裁判官 ☆ データベース - 京都地判H30.9.14 損害賠償請求事件
祇園暴走、両親・社長の責任否定 京都地裁、会社に賠償命令印刷用画面を開く

 京都市東山区の祇園で2012年4月、車が暴走し19人が死傷した事故で、亡くなった右京区の奥村昌彦さん=当時(40)=ら3人の遺族が、運転していた藍染め製品販売会社(破産)の元従業員の男性=当時(30)、死亡=の両親や同社社長らに計約4600万円の損害賠償を求めた訴訟の判決が14日、京都地裁であった。伊藤由紀子裁判長は、両親と社長個人の賠償責任は否定する一方、会社の使用者責任を認めて同社に4010万円の支払いを命じた。
 原告側は、両親と社長は男性のてんかん発作の症状を把握しており、車の運転を制止する義務があったと主張していた。
 伊藤裁判長は両親について「男性が運転業務をしていないと認識していた」と指摘。社長についても「男性がてんかん発作を起こし、車を制御できなくなる可能性があることを知っていたとは言えない」と判断した。
 一方、業務中の事故だったことなどから、会社の使用者責任については認定。
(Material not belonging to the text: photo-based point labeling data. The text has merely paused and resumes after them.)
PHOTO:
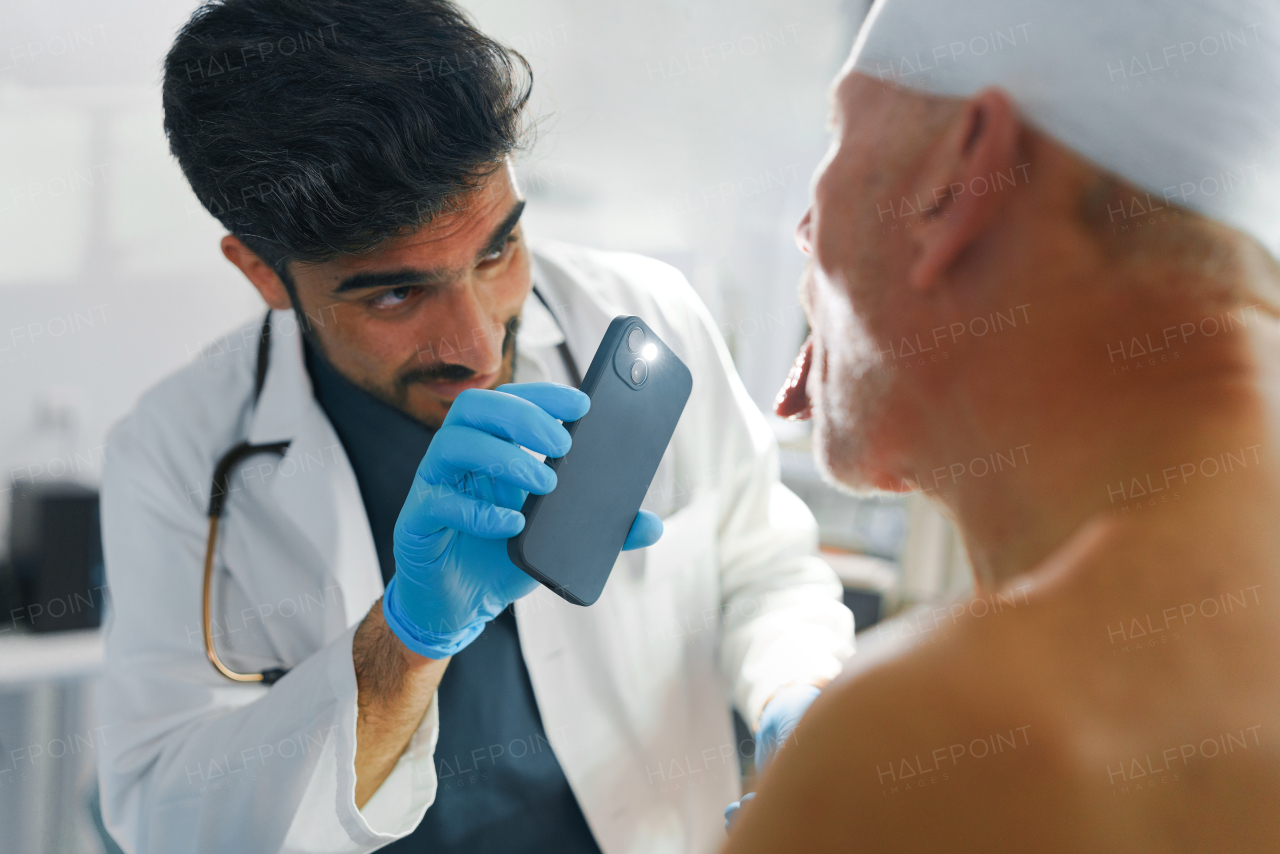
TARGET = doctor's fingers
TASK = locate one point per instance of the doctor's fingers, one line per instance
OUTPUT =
(511, 418)
(457, 451)
(645, 530)
(565, 402)
(452, 508)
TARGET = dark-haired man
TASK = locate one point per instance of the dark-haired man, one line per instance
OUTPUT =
(360, 168)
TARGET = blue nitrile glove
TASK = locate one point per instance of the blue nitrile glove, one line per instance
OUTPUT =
(452, 571)
(778, 718)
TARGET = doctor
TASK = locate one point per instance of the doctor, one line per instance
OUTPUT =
(357, 155)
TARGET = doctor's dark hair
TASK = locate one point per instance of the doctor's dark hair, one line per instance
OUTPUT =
(315, 128)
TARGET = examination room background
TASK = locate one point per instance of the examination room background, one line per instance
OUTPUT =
(685, 129)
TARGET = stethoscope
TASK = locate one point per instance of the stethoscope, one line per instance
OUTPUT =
(218, 493)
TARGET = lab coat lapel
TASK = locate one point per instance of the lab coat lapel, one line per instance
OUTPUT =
(314, 484)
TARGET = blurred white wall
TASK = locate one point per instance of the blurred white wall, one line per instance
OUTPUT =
(682, 129)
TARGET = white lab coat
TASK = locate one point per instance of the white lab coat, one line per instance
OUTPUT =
(634, 692)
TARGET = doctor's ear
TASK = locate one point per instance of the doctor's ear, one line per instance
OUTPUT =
(257, 272)
(965, 181)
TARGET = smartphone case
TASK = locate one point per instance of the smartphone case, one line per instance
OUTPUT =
(574, 534)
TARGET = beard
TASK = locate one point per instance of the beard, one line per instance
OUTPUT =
(849, 389)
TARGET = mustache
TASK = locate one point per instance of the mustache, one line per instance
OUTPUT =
(449, 373)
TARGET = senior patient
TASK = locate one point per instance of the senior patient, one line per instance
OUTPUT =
(1056, 252)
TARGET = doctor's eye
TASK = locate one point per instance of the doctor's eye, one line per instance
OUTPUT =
(392, 298)
(497, 255)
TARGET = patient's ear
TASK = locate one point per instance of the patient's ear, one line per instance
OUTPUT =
(967, 179)
(257, 272)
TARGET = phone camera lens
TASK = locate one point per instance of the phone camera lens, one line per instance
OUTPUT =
(639, 371)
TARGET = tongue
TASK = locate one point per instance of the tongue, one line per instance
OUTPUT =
(792, 402)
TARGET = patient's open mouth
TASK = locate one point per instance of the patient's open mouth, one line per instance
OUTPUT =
(792, 401)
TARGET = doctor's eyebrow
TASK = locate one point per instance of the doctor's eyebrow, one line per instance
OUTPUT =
(499, 234)
(393, 279)
(435, 277)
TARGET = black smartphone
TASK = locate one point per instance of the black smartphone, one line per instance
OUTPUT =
(574, 534)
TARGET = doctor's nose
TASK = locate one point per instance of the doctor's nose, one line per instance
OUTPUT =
(469, 329)
(803, 233)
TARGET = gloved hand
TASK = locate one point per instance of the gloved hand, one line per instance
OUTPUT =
(452, 571)
(780, 717)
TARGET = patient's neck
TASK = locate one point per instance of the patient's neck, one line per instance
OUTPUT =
(1092, 443)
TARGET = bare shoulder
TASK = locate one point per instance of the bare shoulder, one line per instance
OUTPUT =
(1005, 727)
(946, 744)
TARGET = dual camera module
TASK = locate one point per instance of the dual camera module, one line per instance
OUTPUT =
(644, 352)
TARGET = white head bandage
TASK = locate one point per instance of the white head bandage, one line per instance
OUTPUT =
(1180, 97)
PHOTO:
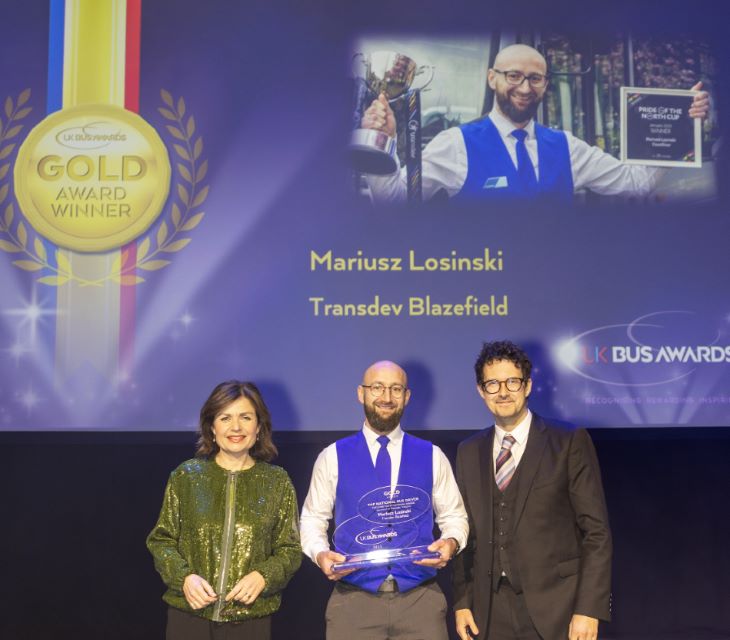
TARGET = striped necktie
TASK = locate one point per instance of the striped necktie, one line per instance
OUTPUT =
(525, 170)
(382, 462)
(505, 466)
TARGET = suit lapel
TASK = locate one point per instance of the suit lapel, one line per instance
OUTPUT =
(529, 463)
(486, 476)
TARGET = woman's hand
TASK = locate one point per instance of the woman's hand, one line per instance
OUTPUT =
(198, 592)
(248, 588)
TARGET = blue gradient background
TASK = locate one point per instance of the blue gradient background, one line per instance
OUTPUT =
(267, 84)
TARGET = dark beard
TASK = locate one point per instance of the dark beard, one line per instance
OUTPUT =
(518, 116)
(378, 422)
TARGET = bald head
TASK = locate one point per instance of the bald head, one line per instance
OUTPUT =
(512, 78)
(384, 367)
(515, 56)
(384, 394)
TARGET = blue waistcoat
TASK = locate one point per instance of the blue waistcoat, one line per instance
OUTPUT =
(356, 476)
(491, 174)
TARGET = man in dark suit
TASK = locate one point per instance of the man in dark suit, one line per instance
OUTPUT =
(538, 562)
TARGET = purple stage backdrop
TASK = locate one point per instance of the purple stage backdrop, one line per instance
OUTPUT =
(292, 280)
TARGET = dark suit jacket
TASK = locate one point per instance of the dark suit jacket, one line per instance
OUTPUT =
(560, 543)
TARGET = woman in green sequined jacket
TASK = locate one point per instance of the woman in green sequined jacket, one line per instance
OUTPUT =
(226, 542)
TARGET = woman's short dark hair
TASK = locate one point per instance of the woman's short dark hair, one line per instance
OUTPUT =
(502, 350)
(225, 393)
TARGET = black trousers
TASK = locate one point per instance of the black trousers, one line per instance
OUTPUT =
(508, 617)
(182, 625)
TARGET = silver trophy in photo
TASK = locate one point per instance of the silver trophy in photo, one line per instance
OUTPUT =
(391, 74)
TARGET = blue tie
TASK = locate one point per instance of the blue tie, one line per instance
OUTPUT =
(382, 462)
(525, 170)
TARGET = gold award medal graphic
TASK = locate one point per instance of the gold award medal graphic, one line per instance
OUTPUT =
(92, 178)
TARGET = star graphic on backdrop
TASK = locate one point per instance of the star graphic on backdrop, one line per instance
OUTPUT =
(29, 399)
(16, 351)
(31, 315)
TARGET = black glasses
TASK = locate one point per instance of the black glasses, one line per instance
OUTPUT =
(493, 386)
(378, 389)
(516, 78)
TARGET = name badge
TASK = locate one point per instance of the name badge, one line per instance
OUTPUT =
(498, 182)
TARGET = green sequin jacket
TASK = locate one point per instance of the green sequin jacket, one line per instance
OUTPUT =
(222, 525)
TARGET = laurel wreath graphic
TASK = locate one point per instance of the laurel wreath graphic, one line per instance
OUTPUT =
(183, 214)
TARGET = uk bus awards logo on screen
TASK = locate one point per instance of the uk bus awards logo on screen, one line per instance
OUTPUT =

「危険極まりない事故で、被害者に落ち度はない」として被告側の主張を上回る逸失利益と慰謝料を算定した。
 事故は12年4月12日昼に発生した。東山区大和大路通四条交差点に軽ワゴン車が突っ込み、観光客らをはねるなどして7人が死亡し、12人が重軽傷を負った。
(2018年09月14日 23時21分 京都新聞)

勤務先に4千万円賠償命令 24年の京都・祇園暴走事故

 京都・祇園で平成24年4月、軽ワゴン車が暴走し通行人7人が死亡、12人が重軽傷を負った事故で、遺族が事故を起こして死亡した元従業員=当時(30)=の親族と、勤務先だった藍染め販売会社(京都市)、同社長に計約4600万円の損害賠償を求めた訴訟の判決が14日、京都地裁であった。伊藤由紀子裁判長は販売会社の賠償責任を認め、遺族1人に約4千万円を支払うよう命じた。親族と社長だけを訴えていた2遺族の請求は棄却した。
 伊藤裁判長は判決理由で「会社の業務として会社の所有する車両を運転中に事故を起こしており、会社に責任が成立する」と指摘。元従業員はてんかんの発作で意識を失ったが、親族や社長の責任については「自動車を制御できない状態となる可能性があることを知っていた事実は認められない」などと判断した。
 会社は28年4月に破産開始決定を受け現在、破産手続きを行っている。